Reflexões sobre políticas, por Drauzio Varella
Os saudosistas que me desculpem, mas a Saúde Pública no País melhorou muito. Antes que você, leitor, fique revoltado, vou contar um caso pessoal.Em 1950, um dia acordei com os olhos inchados. Aos 6 anos de idade, foi minha primeira visita ao pediatra. Morávamos no Brás, povoado por imigrantes italianos, portugueses, espanhóis e árabes que fugiam da fome e das guerras, atraídos pelas fábricas espalhadas pelo bairro cinzento.
Criar filhos sem pediatra não era privilégio do Brás, mas a dura realidade dos bairros operários. Quando ouço louvarem o tempo dos médicos que visitavam doentes em casa e tomavam cafezinho na sala, imagino que deve ter sido ótimo para as famílias com poder aquisitivo para pagá-los. No lugar em que nasci, quando aparecia um homem com maleta de médico no portão das casas coletivas, a molecada na rua sabia que alguém estava à beira da morte.
Se assim era a vida a 15 minutos da Praça de Sé, numa época em que apenas 30% dos brasileiros moravam nas cidades, como seria a assistência médica nos confins do mundo rural?
O Brasil de hoje é outro. A população mais do que triplicou e migrou para o espaço urbano. Apesar de tudo, a assistência médica disseminou-se pelo País. Precária, perdulária, desigual, mal organizada, alvo de manipulação a serviço de interesses políticos e de administradores corruptos, dirá você. Concordo, mas jamais tantos tiveram acesso a ela.

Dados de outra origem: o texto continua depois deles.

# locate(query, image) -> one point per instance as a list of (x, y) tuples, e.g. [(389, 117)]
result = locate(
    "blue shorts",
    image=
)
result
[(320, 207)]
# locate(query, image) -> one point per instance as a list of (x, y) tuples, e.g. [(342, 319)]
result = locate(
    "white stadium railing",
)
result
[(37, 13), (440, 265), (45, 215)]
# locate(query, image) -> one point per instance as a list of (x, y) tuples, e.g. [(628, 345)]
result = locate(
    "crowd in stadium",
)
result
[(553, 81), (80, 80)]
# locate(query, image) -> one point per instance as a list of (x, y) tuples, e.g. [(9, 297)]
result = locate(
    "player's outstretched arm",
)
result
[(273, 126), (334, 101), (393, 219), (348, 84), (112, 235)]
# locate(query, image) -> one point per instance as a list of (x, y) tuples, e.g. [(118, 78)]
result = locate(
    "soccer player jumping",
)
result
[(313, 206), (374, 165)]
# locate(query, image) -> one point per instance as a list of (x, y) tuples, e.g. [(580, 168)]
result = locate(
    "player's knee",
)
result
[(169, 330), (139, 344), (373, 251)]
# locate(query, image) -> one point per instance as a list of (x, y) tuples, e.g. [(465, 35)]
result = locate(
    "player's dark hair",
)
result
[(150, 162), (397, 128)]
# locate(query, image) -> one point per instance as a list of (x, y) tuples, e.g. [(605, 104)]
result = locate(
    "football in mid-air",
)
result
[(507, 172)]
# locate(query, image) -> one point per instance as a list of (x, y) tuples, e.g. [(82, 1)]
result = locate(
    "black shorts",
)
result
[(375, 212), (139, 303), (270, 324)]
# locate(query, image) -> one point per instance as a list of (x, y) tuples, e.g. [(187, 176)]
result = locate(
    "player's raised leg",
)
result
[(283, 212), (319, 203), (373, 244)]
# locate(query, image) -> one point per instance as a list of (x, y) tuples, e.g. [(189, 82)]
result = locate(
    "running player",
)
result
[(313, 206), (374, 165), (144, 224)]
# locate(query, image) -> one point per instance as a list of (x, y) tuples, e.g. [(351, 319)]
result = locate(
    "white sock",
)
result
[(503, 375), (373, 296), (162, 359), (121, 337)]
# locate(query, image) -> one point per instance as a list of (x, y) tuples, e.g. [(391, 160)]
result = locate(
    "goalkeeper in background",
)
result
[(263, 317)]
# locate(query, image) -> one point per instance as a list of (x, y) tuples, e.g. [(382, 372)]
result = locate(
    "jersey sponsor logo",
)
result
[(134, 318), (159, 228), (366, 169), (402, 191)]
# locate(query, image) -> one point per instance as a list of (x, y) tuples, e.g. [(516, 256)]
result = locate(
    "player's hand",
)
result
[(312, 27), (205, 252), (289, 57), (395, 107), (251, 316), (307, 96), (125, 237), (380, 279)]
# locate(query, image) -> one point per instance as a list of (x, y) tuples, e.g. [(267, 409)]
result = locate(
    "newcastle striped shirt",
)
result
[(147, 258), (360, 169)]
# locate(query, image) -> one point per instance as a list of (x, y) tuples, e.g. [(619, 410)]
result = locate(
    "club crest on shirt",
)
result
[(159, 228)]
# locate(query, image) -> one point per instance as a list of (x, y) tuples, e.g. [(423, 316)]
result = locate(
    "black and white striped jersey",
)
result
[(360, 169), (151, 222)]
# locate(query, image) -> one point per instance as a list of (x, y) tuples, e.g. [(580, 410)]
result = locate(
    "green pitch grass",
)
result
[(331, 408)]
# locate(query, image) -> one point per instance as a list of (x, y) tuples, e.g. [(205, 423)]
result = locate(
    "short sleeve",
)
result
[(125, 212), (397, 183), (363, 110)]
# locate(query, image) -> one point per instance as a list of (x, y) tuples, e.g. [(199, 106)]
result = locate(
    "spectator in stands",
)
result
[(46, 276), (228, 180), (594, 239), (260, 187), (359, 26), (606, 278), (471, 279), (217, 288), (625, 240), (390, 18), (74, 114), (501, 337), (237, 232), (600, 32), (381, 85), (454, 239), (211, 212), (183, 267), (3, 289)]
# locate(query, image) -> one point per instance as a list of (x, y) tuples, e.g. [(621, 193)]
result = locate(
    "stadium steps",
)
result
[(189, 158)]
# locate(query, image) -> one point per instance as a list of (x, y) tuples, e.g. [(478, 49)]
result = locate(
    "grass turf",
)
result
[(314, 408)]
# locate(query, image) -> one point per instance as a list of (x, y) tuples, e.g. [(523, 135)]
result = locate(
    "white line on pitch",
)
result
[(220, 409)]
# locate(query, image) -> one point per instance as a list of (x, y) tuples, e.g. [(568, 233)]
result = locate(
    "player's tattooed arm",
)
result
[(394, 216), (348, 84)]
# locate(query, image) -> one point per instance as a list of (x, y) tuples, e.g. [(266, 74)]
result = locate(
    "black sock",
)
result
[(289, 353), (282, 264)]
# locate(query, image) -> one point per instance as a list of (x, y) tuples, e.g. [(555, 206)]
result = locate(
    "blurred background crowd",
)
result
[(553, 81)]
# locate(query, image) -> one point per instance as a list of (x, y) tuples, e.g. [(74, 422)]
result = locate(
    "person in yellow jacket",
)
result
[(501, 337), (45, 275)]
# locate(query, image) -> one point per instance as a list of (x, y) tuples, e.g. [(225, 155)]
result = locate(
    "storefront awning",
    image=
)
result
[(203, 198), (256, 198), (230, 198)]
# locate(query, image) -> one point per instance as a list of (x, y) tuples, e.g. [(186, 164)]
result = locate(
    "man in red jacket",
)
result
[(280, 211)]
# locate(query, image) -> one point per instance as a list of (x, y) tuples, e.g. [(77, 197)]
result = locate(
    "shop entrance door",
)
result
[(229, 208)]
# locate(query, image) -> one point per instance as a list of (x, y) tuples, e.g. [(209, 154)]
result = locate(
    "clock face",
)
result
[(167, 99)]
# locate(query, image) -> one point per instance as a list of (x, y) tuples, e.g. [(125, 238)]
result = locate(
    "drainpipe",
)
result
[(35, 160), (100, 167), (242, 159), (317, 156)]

Até em pontos distantes do território e em cidades com milhões de habitantes, a maioria das mães consegue levar os filhos ao médico. Muitas vezes precisam acordar de madrugada e esperar horas pelo atendimento, mas eles não passam a infância sem pediatra, como antes. Mesmo os hospitais públicos, em grande parte administrados precariamente, apresentam ilhas de excelência em alguns serviços oferecidos a pessoas que jamais poderiam sonhar em pagar por eles.
O Programa de Vacinações, por exemplo, é um dos maiores programas gratuitos do mundo; cobre a quase totalidade de nossas crianças e se torna cada vez mais completo. Estamos bem perto de vacinar 100% dos que nascerem no País.
Nosso Programa de Tratamento da Aids é referência mundial. A distribuição gratuita de antivirais mudou o panorama da doença não apenas no Brasil, mas serve de modelo para os países africanos e asiáticos mais assolados pela epidemia.
Em contrapartida, por que continuamos a ver hospitais sucateados, filas enormes às portas de pronto-socorros, macas nos corredores, mau atendimento e desrespeito aos usuários?
Em parte, por um mal-entendido que persiste há mais de meio século: o de que hospitais e unidades de saúde devem ser administrados pelo Estado. A administração pública é antes de tudo burocrática e incompetente para não dizer corrupta. De fato, é obrigação do Estado oferecer serviços de saúde aos que não podem pagar por eles (e somente a eles), mas não a de geri-los. Instituições sem fins lucrativos como as Santas Casas, espalhadas pelo Brasil há séculos, representam modelos alternativos de gestão comprovadamente mais ágil e que atende melhor às necessidades dos usuários.
Mas, também, porque políticas públicas de saúde destinadas apenas à população de baixa renda sempre funcionam precariamente. Por que motivo os programas de vacinação e de tratamento da Aids deram certo?
Porque servem a pobres e ricos. Quando faltam antivirais ou vacinas no Posto de Atendimento, as pessoas gritam e os jornais noticiam. Quando faltam anticoncepcionais ou quando é negado o acesso a vasectomias e laqueaduras a mulheres e homens que têm o direito a elas garantido por lei, ignomínia social que condena gente pobre à miséria irreversível, quem noticia? Quem abre processo contra as autoridades que não cumprem a lei?
O senador Cristóvão Buarque afirma que, se o analfabetismo fosse contagioso, de modo que uma pessoa culta ao se aproximar de um analfabeto adquirisse essa condição, há muito o analfabetismo teria sido erradicado.